Anastasios wrote:
Wishgranter wrote:
Over next few days will show 2 dataset on turntable
How to shoot what to watch, and if it cannot be aligned in one piece how to get it together…
I am sorry to resurrect this old thread, but I am very interested on how to shoot and how to align top and bottom of an object on a turntable.
I’ll resurrect again. I’m new to photogrammetry but I’ve been playing around with the turntable aspect and thought I’d share something that’s worked really well for me. This is just experimenting and done very cheaply.

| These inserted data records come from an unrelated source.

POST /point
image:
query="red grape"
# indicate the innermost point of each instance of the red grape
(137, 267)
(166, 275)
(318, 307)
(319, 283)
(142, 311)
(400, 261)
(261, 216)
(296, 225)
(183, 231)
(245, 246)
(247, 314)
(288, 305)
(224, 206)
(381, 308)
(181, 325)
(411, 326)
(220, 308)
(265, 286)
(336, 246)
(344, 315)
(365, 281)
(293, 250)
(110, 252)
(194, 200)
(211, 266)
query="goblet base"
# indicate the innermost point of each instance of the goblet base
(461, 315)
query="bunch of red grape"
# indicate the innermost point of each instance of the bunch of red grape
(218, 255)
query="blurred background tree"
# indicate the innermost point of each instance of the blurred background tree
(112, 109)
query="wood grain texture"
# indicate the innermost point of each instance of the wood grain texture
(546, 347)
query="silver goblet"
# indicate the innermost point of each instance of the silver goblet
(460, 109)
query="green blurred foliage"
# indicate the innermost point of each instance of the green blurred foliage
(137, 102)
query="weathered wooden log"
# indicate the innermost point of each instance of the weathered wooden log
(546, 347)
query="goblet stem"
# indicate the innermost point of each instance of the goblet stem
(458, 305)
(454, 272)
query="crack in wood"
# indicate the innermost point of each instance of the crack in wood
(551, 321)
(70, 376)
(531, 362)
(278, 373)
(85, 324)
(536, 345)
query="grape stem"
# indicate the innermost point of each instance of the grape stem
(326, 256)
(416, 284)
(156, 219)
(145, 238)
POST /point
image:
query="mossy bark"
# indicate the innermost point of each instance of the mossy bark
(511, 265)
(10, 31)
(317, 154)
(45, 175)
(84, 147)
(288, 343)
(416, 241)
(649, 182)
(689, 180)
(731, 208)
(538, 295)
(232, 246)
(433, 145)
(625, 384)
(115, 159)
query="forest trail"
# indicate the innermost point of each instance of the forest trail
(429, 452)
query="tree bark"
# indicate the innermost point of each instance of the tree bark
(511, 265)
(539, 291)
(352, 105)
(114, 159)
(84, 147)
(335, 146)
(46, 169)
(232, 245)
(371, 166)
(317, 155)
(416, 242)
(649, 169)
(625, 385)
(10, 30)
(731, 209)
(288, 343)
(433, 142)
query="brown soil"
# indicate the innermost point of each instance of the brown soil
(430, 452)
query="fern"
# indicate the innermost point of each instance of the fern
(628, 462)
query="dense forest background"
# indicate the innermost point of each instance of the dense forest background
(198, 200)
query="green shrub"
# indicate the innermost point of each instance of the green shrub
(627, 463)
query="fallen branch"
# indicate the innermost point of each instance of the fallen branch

I created a box with an open front from plain white poster board. $.50 per sheet at my local store. Robbed a 10" turntable base from a spice rack in the kitchen. 4 cheap lamps with 60w led bulbs shining into the front of the box. Bulbs are just open as the white poster board seems to do a good job of diffusing light from the source. I place a featureless plain white glass dinner plate over the turntable near the center of the box and put the object in the center of the plate. What I’ve found is that with a camera on a tripod in front of the box, I can shoot a complete revolution of an object on the turntable, then rotate the object on any axis and shoot another revolution. Most of the time I get a 100% alignment and little to no cleanup after reconstruction.
Like I said I’m new at this but I guess the glass plate doesn’t register? Whatever the reason it works very well. Never have to move the camera, just rotate the object to get top and bottom. I usually only have to rotate the object once 90 degrees to get the top and bottom as well. Very few to no stray points and good reconstruction detail of all sides with good lighting and 100-150 photos.